Chez TRAKmy, nous avons conçu notre solution en tenant compte du cadre juridique français dès le départ. Voici ce qui distingue notre approche.

Traceur GPS TRAKmy conforme RGPD loi française

Traceurs GPS TRAKmy

Conformité RGPD

Données hébergées en France · Conformes RGPD · Attestation de vol officielle

Données en France RGPD conforme Chiffrement Attestation vol Support France
Données hébergées en France uniquement — aucun transfert hors UE
Chiffrement des données en transit et au repos
Aucune revente de données à des tiers, garantie contractuelle
Attestation officielle en cas de vol — recevable par la gendarmerie et les assureurs
Outils de conformité RGPD pour les entreprises (export, suppression, registre)
Support téléphonique basé en France pour vous accompagner sur les aspects légaux
Voir nos traceurs GPS
🎯

À retenir : un traceur GPS TRAKmy installé sur votre propre bien, en respectant le cadre légal décrit dans ce guide, est parfaitement légal, conforme RGPD, et les données recueillies sont recevables en justice en cas de procédure de récupération d'un bien volé. C'est l'inverse exact d'un traceur installé illégalement dont les preuves seraient systématiquement rejetées par les tribunaux.

Questions fréquentes

Est-il légal d'installer un traceur GPS sur sa propre voiture ?

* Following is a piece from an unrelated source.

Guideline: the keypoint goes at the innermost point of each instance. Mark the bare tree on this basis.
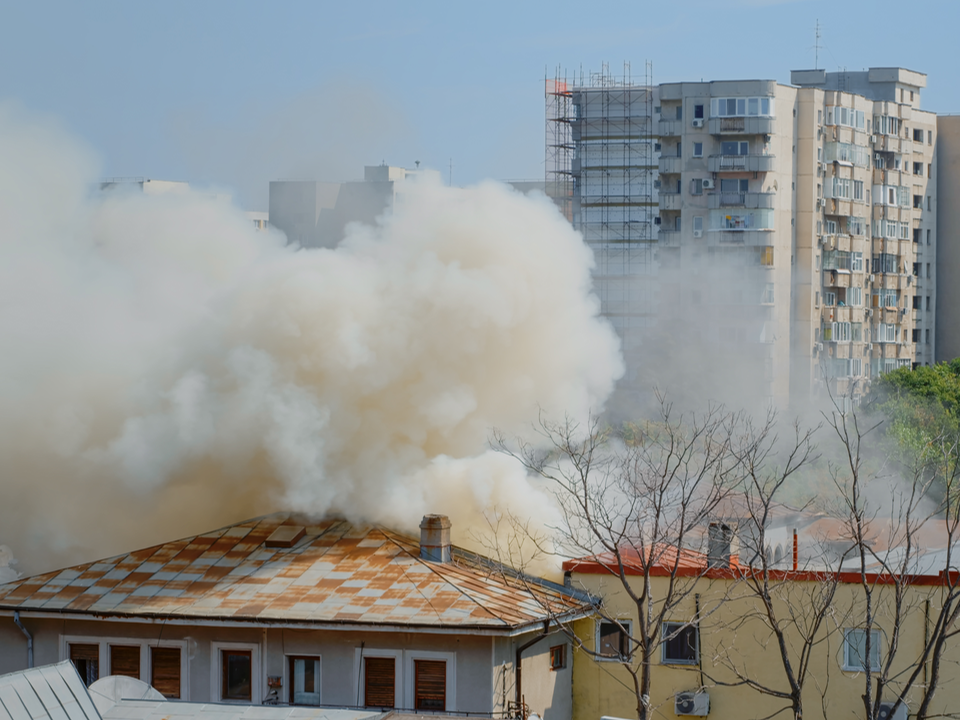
(635, 503)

Oui, totalement légal si vous seul conduisez ce véhicule. Vous êtes propriétaire et vous protégez votre bien. Si d'autres personnes conduisent régulièrement votre voiture (conjoint, enfant majeur, employé), elles doivent en être informées et donner leur accord. Pour les véhicules de société, la procédure d'information des salariés est obligatoire avant toute installation.

Un employeur peut-il géolocaliser ses salariés sans les prévenir ?

Non — c'est illégal et sanctionné. L'article L.1222-4 du Code du travail interdit formellement de collecter des informations sur un salarié sans l'en avoir informé préalablement. La CNIL a condamné des entreprises à des amendes de 30 000 € pour ce motif. La procédure correcte comprend : consultation du CSE, information écrite individuelle de chaque salarié, possibilité de désactivation hors temps de travail, et dans certains cas déclaration à la CNIL.

Peut-on installer un traceur GPS sur la voiture de son conjoint pour prouver une infidélité ?

Non. Cette pratique est un délit pénal passible d'un an d'emprisonnement et 45 000 € d'amende, quel que soit l'état civil ou la relation des personnes concernées. De plus, les preuves obtenues par ce biais sont irrecevables devant un tribunal de divorce — donc le dispositif ne vous apporterait rien sur le plan juridique, tout en vous exposant à des poursuites pénales. Si vous avez des doutes, consultez un avocat spécialisé en droit de la famille.

Combien de temps peut-on conserver les données GPS de ses salariés ?

En principe, les données GPS des salariés ne doivent pas être conservées plus de 2 mois. Exceptions légales permettant une conservation plus longue : jusqu'à 1 an si les données servent à optimiser des tournées, à marquer le début ou la fin d'une prestation, ou à apporter la preuve d'une intervention lorsqu'aucun autre moyen n'est possible. Ces durées doivent être déclarées dans la politique RGPD de l'entreprise.

Les données d'un traceur GPS sont-elles recevables en justice ?

Oui, si le traceur a été installé légalement. Dans le cadre d'un vol de véhicule, les données de position fournies par TRAKmy (position au moment du vol, preuve d'activité, historique des déplacements) sont recevables par la gendarmerie et les tribunaux. TRAKmy fournit une attestation officielle sécurisée pour faciliter les procédures. En revanche, des données obtenues via un traceur installé sans consentement sont systématiquement rejetées par les tribunaux français.

Faut-il déclarer l'utilisation d'un traceur GPS à la CNIL pour un particulier ?

Non. La déclaration à la CNIL s'applique aux entreprises qui traitent des données personnelles de leurs salariés via des traceurs GPS. Un particulier qui installe un traceur sur son propre véhicule à des fins de protection anti-vol n'a aucune obligation de déclaration à la CNIL, à condition que le traceur ne collecte pas de données sur des tiers à leur insu.